Technical design faults
What is going on here? A clue is in the section called “Design Fault” on the Meta page. One respondent complained that “The page with sliders on which forms of harassment I have experienced would not advance until they were all non-zero. I selected a distinct number and added a note to say that actually meant zero”. This bug was fixed a couple of days into the survey, but would have been operative in the interim; this could explain the curious figures observed.

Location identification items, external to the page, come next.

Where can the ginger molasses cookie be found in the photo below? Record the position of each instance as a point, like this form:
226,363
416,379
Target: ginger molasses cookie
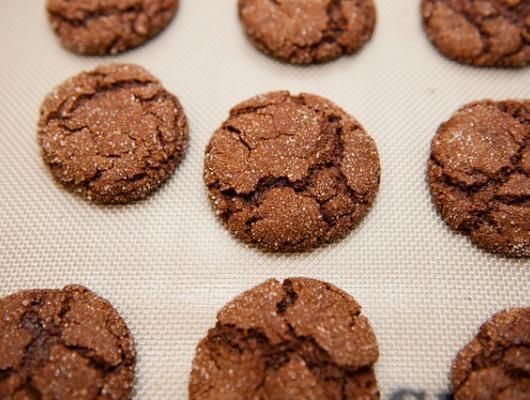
308,31
496,364
289,173
303,339
489,33
479,174
113,134
95,27
64,344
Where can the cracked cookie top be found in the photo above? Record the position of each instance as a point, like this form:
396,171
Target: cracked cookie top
303,339
113,134
496,364
98,27
490,33
308,31
289,173
479,174
64,344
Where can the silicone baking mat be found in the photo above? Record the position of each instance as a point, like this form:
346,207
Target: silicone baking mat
167,264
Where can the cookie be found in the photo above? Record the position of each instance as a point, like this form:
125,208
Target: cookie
95,27
496,364
289,173
479,175
113,134
308,31
487,33
64,344
303,339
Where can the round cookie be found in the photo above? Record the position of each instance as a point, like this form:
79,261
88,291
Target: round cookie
496,364
95,27
488,33
64,344
303,339
289,173
113,134
308,31
479,175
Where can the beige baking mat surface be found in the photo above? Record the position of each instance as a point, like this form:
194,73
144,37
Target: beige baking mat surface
168,265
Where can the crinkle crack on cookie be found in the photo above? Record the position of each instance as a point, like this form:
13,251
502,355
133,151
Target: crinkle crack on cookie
113,135
303,339
96,27
63,345
289,173
479,175
308,31
489,33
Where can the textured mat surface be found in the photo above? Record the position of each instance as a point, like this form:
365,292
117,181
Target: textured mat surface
168,265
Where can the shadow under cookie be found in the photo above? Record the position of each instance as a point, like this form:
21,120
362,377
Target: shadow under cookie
303,339
486,33
96,27
479,175
308,31
64,344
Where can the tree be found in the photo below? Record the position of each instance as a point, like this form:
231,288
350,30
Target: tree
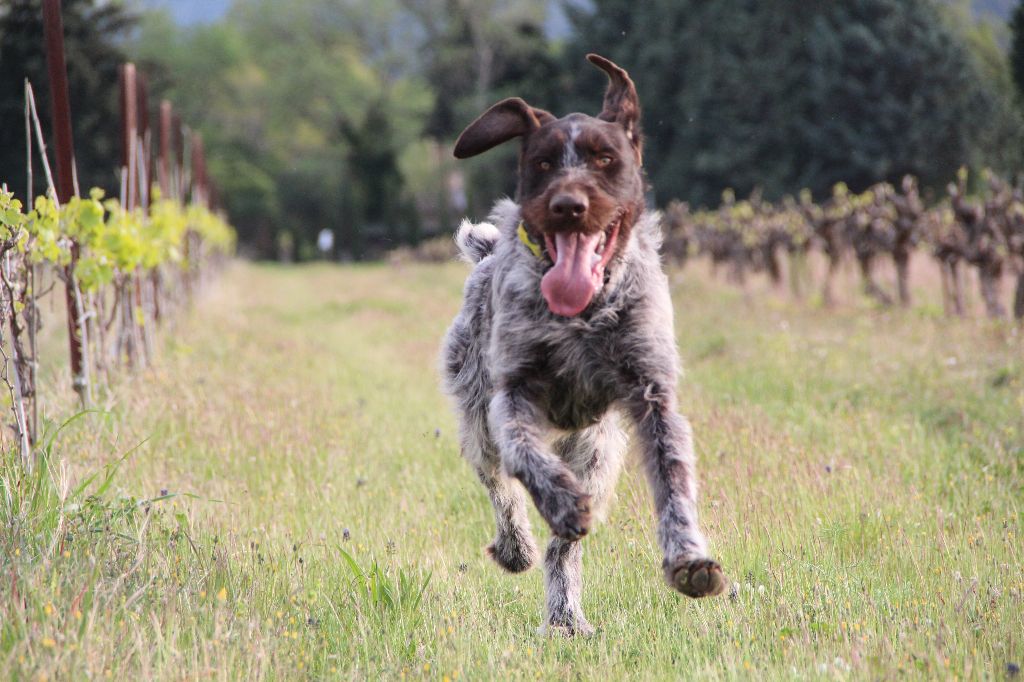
788,94
1017,47
92,34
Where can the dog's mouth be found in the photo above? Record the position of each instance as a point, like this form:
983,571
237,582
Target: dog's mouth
579,270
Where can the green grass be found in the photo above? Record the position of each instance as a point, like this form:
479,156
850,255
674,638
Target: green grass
282,497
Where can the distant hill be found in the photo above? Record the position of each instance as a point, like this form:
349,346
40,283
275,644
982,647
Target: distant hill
997,8
187,12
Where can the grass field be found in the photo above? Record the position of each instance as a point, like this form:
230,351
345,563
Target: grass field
862,485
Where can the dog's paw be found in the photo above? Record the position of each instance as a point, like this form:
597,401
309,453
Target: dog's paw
696,578
567,512
514,552
580,628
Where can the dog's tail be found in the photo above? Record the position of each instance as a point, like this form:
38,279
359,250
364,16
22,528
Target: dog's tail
476,240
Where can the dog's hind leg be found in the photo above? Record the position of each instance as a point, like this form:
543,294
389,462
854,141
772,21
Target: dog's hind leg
595,456
517,427
667,452
513,549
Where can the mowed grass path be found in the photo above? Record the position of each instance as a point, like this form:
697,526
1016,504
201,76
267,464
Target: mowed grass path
861,483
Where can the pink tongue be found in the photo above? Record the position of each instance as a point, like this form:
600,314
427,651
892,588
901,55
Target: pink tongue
569,285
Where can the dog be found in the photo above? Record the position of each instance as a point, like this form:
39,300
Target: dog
566,324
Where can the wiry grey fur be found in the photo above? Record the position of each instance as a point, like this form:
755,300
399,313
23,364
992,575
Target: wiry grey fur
539,397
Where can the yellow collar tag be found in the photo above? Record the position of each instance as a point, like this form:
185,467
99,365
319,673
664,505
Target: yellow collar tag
524,238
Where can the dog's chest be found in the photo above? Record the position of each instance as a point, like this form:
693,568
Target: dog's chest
579,382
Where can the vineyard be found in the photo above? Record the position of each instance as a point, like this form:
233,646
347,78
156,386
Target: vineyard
984,232
214,468
125,264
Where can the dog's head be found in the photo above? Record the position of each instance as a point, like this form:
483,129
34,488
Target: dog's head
581,183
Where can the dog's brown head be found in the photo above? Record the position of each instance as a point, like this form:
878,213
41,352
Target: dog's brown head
581,183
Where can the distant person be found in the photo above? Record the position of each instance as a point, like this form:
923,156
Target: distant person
325,242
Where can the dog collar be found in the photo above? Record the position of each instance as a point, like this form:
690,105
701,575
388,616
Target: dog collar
534,247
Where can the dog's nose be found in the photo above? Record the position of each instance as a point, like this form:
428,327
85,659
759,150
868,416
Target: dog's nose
568,205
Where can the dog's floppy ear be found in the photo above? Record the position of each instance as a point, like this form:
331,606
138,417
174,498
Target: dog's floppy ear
622,104
509,118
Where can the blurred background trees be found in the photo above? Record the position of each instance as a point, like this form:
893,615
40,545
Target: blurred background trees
340,114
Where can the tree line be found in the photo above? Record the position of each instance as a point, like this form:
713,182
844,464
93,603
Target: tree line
326,115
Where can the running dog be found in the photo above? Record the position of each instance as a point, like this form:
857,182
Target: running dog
566,324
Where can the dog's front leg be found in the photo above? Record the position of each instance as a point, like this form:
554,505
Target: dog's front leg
516,424
667,450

As Drijfzand pointed out, the survey seems to be counting many answers given as indicating prevalence of harassment, even if the user entered a value of zero. They demonstrated, using the raw data and the Bhatia-Davis inequality, that the results are mathematically impossible to obtain if only the non-zero responses were considered.
Types of harassment
Harassment can take many forms: the Pew survey breaks them down into “less severe” (name calling, embarrassment etc.) and “more severe” (stalking, physical threats etc.) Men tend to experience name calling, embarrassment and physical threats more often, while women tend to experience stalking and sexual harassment more. The appropriate way of dealing with less severe harassment is often to ignore it – the old adage “don’t feed the trolls”. Both the Pew (pages 2, 6) and the WMF survey (pages 29, 33) found that ignoring was both a common and effective tactic to deal with harassment. Obviously, ignoring severe harassment is much more difficult and dangerous. (Pew survey, page 6). The preliminary WMF survey report did not include a breakdown of the data by harassment type and gender.
In response to questions on Meta, the updated report removed the the implausible prevalence numbers (non-zero values for “number of times you have experienced harassment of type X”) and used an alternate measure: averaging the numbers. The updated report also includes a breakdown by gender and harassment type.
The alternate measure is problematic for many reasons. For reasons mentioned in the section “Recall period”, these numbers aren’t reliable or precise. Since the numbers are really ballpark figures for frequency of harassment, not prevalence of harassment, it is very misleading to simply average them; such a measure would be dominated by a few large and imprecise values. Thus, it is not clear what, if any, meaning can be attached to these numbers. The reported averages do not show any of the gender patterns observed in the Pew survey.
Another important factor is age: the Pew survey found that young people tend to experience much more harassment. The WMF survey does not break down the harassment data by age.
What is salvageable from this mess?
Perhaps studying a subset of the raw data, with the buggy responses removed, could give a more accurate and plausible picture. It would also be useful to treat Q6 (number of times one has been harassed) as a binary (yes/no) question; the high standard deviation in the raw data indicates that many respondents read the question as binary anyway. The problems with sampling probably cannot be fixed without conducting a new survey. Qualitative data from the survey could be useful: for instance, a third of the respondents suggested improving Wiki governance to deal with harassment (page 46).
Looking closely at the “grounds of harassment,” one finds the following: A third of the people did not know why they were targeted. A lot of the rest is disputes over content; a quarter listed political disputes as the reason, and a further 10% each listed “content” and “POV/difference of opinion” as the reasons. Unfortunately, the Wikipedia dispute resolution system is ill-suited for addressing this: a 2010 Emory Law Journal article found that “the Wiki-dispute resolution ignores the content of user disputes, instead focusing on user conduct.”
Finally though, the best way to think about this survey might be the Wikipedia acronym WP:TNT, sometimes invoked in discussions on whether to keep some article. It means: “Blow it up and start over”.